The circumstances of the case
The facts of the case, as submitted by the applicant, may be summarised as follows.
On 9 October 1992, apparently in Estonia, the applicant married R.G., who holds a permanent residence permit in Estonia.
In 1995 the Estonian authorities ordered the applicant's expulsion as he was in the country unlawfully. The Ukrainian authorities issued him with an emergency travel document. According to the applicant he was, in fact, not expelled and stayed in Estonia. According to the Estonian authorities, the applicant unlawfully re-entered Estonia in 1995.
From 21 December 1995 to 21 December 1999 the applicant was included on a list of persons whose entry into Estonia was prohibited.
The marriage between the applicant and R.G. was dissolved in 1999 but the couple continued to live together.

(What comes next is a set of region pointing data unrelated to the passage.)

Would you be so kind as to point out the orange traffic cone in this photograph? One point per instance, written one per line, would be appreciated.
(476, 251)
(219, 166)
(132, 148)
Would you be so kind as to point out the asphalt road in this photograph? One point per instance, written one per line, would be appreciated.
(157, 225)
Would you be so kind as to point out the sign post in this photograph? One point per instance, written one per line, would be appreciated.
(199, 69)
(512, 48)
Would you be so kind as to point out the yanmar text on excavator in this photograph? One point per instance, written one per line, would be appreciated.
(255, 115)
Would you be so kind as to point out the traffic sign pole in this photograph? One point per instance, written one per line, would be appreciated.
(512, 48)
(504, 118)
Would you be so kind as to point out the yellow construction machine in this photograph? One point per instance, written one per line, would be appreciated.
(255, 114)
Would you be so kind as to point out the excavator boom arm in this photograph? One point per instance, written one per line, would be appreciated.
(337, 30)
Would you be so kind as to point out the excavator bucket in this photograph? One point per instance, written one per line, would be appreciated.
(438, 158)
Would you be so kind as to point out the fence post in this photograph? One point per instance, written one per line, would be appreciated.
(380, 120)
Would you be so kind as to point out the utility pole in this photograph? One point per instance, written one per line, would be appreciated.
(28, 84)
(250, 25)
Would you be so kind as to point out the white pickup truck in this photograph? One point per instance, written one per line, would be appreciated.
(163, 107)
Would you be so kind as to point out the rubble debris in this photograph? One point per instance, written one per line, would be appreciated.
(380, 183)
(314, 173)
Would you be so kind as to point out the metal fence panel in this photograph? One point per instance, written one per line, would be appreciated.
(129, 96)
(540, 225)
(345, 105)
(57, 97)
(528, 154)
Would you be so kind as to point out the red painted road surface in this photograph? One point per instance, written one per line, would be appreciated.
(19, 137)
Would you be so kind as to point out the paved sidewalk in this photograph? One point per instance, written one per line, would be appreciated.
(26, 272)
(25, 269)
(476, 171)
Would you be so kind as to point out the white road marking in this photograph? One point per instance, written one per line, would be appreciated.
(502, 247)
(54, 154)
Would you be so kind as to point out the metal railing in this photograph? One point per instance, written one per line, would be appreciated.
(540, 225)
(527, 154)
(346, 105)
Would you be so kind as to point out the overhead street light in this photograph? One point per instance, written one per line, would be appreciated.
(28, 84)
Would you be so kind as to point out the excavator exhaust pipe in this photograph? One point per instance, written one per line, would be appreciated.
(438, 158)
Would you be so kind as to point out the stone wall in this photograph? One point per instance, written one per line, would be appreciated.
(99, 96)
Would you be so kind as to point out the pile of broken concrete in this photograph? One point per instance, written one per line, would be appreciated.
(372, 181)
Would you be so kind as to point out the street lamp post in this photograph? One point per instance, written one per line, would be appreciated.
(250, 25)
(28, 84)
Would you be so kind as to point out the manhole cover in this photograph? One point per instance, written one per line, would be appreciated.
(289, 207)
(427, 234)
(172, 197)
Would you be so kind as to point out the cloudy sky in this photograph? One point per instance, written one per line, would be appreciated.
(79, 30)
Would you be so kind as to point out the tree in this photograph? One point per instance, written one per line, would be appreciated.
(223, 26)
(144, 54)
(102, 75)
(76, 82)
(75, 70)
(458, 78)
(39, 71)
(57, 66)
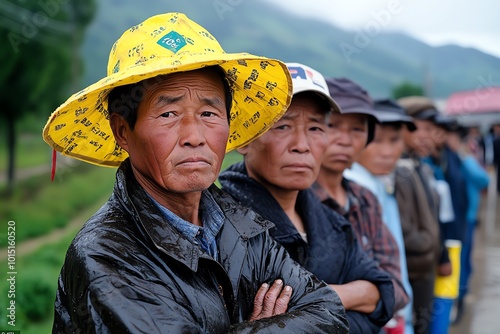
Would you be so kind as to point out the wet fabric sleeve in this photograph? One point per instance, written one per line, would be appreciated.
(119, 303)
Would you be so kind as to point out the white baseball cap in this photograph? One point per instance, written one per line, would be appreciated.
(306, 79)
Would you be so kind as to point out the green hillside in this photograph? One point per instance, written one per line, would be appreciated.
(260, 28)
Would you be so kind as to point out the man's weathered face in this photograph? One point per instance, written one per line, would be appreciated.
(179, 140)
(382, 154)
(347, 137)
(288, 156)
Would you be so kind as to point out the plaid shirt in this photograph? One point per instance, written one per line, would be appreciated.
(365, 216)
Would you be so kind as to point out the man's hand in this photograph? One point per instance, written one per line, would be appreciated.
(270, 301)
(359, 295)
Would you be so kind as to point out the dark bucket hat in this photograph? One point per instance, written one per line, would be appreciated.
(353, 99)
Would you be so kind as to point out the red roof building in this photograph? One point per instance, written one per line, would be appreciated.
(482, 100)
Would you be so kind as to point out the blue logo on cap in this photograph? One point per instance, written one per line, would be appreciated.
(302, 73)
(172, 41)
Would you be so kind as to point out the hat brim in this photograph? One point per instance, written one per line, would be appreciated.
(262, 88)
(426, 115)
(392, 117)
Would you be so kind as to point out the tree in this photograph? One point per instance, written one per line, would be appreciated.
(407, 89)
(40, 40)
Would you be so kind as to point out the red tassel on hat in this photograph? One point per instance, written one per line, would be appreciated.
(53, 171)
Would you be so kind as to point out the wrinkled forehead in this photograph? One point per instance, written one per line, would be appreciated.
(211, 74)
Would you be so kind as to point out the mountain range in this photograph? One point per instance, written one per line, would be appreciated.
(377, 61)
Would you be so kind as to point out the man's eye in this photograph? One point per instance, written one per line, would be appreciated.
(208, 114)
(317, 128)
(281, 127)
(167, 114)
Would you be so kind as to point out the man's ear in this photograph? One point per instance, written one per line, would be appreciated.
(120, 129)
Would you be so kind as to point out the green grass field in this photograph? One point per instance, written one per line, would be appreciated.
(39, 206)
(31, 151)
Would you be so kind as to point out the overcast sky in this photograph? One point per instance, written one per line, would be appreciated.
(464, 22)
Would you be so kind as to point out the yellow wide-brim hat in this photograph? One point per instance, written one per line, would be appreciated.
(163, 44)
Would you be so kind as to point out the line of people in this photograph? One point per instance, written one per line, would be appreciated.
(335, 221)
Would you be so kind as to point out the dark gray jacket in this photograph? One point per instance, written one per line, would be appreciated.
(332, 252)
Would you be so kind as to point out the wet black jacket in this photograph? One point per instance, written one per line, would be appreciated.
(129, 271)
(332, 252)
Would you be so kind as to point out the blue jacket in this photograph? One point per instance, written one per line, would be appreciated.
(450, 167)
(332, 252)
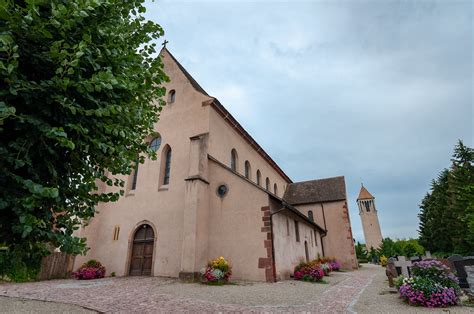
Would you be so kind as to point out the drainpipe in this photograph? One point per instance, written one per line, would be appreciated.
(324, 220)
(273, 245)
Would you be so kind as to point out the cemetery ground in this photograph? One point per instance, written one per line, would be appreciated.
(362, 291)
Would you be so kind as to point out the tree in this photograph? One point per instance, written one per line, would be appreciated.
(80, 91)
(361, 253)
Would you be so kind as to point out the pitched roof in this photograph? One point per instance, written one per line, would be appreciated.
(214, 102)
(364, 194)
(316, 191)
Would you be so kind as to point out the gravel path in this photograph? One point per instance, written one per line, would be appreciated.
(18, 305)
(363, 291)
(379, 298)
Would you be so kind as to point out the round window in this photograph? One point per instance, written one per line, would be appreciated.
(222, 190)
(155, 143)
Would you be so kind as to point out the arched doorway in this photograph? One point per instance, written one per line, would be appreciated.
(142, 251)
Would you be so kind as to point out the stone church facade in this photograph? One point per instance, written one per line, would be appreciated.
(213, 191)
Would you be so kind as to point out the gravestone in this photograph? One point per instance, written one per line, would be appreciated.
(414, 259)
(403, 265)
(470, 277)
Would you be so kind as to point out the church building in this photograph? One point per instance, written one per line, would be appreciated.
(370, 219)
(214, 191)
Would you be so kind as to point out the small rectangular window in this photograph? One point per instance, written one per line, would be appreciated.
(297, 232)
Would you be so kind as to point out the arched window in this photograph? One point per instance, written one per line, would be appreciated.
(135, 176)
(141, 259)
(247, 169)
(155, 143)
(171, 96)
(165, 165)
(233, 159)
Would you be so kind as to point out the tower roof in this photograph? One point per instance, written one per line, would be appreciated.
(316, 191)
(364, 194)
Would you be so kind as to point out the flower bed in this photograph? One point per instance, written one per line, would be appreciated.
(217, 271)
(432, 285)
(90, 270)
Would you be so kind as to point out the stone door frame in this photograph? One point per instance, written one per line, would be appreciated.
(130, 246)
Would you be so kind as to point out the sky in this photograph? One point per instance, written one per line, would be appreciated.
(376, 91)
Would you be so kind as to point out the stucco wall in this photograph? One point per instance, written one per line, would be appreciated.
(235, 223)
(338, 242)
(162, 206)
(371, 227)
(223, 138)
(288, 251)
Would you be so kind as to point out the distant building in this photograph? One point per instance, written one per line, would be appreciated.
(370, 220)
(214, 191)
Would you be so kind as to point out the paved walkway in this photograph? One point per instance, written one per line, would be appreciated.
(352, 292)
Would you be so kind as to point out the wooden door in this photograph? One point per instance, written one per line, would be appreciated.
(142, 251)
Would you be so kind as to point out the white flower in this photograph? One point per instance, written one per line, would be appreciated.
(219, 274)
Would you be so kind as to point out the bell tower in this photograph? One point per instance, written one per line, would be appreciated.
(369, 218)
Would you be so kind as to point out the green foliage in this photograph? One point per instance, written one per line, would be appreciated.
(447, 211)
(403, 247)
(91, 263)
(361, 253)
(79, 93)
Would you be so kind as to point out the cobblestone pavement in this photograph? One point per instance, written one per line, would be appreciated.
(345, 292)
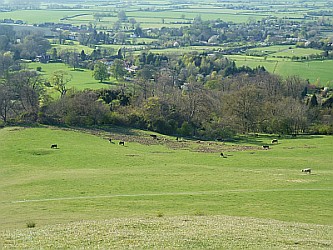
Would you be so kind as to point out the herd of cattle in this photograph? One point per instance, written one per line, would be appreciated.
(265, 147)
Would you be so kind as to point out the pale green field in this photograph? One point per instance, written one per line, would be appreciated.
(81, 79)
(90, 192)
(312, 70)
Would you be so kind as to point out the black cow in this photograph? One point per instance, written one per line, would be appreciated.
(154, 136)
(222, 155)
(306, 170)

On 27 July 2004 the applicant turned to the Citizenship and Migration Board (Kodakondsus- ja Migratsiooniamet, “the Board”) in order to apply for a residence permit. However, he was arrested by the police for staying in Estonia illegally.
On 5 August 2004 the Tallinn Administrative Court (halduskohus) granted a police request that the applicant be placed in detention in the expulsion centre until his expulsion. He could not be expelled immediately as according to the Ukrainian authorities he was not a Ukrainian national. The Administrative Court repeatedly extended his detention at the Board's request.
According to the death certificate submitted by the Government, the applicant passed away on 13 March 2008.
COMPLAINTS
The applicant complained that his detention in the expulsion centre had been unlawful and its length excessive. He also complained that the detention had been in breach of his right to family life. He relied on Articles 5 § 1, 6 § 1 and 8 of the Convention.
He further complained that the judicial control of the lawfulness of his detention had been purely formal, as the courts could not assess the proportionality of the detention and had been legally obliged to extend it unless there were very limited formal grounds for release. He relied on Article 5 §§ 3 and 4. He also complained, relying on Article 13, that because of his detention he could not work and therefore did not have the means to pay a lawyer.
THE LAW
By a letter dated 28 July 2008 the Government requested that the Court strike the case out of the list of cases as the applicant had passed away and the rights concerned had been closely linked to his person and could not be regarded as transferable.
The Court notes that in several cases where the applicant has died after having lodged the application it has taken into account the intention of the applicant's heirs or close members of his or her family to pursue the proceedings (see, for example, Malhous v. the Czech Republic (dec.) [GC], no. 33071/96, ECHR 2000 XII, with further references). However, in the present case, the Court has no information about the applicant's relatives or close members of his family or about whether they might wish to pursue the application.
Consequently, considering that there exists no general interest in the present case which necessitates proceeding with the examination of the complaints raised, the Court finds that the conditions in which a case may be struck out of its list, as provided in Article 37 § 1 of the Convention, are satisfied.
For these reasons, the Court unanimously
Decides to strike the application out of its list of cases.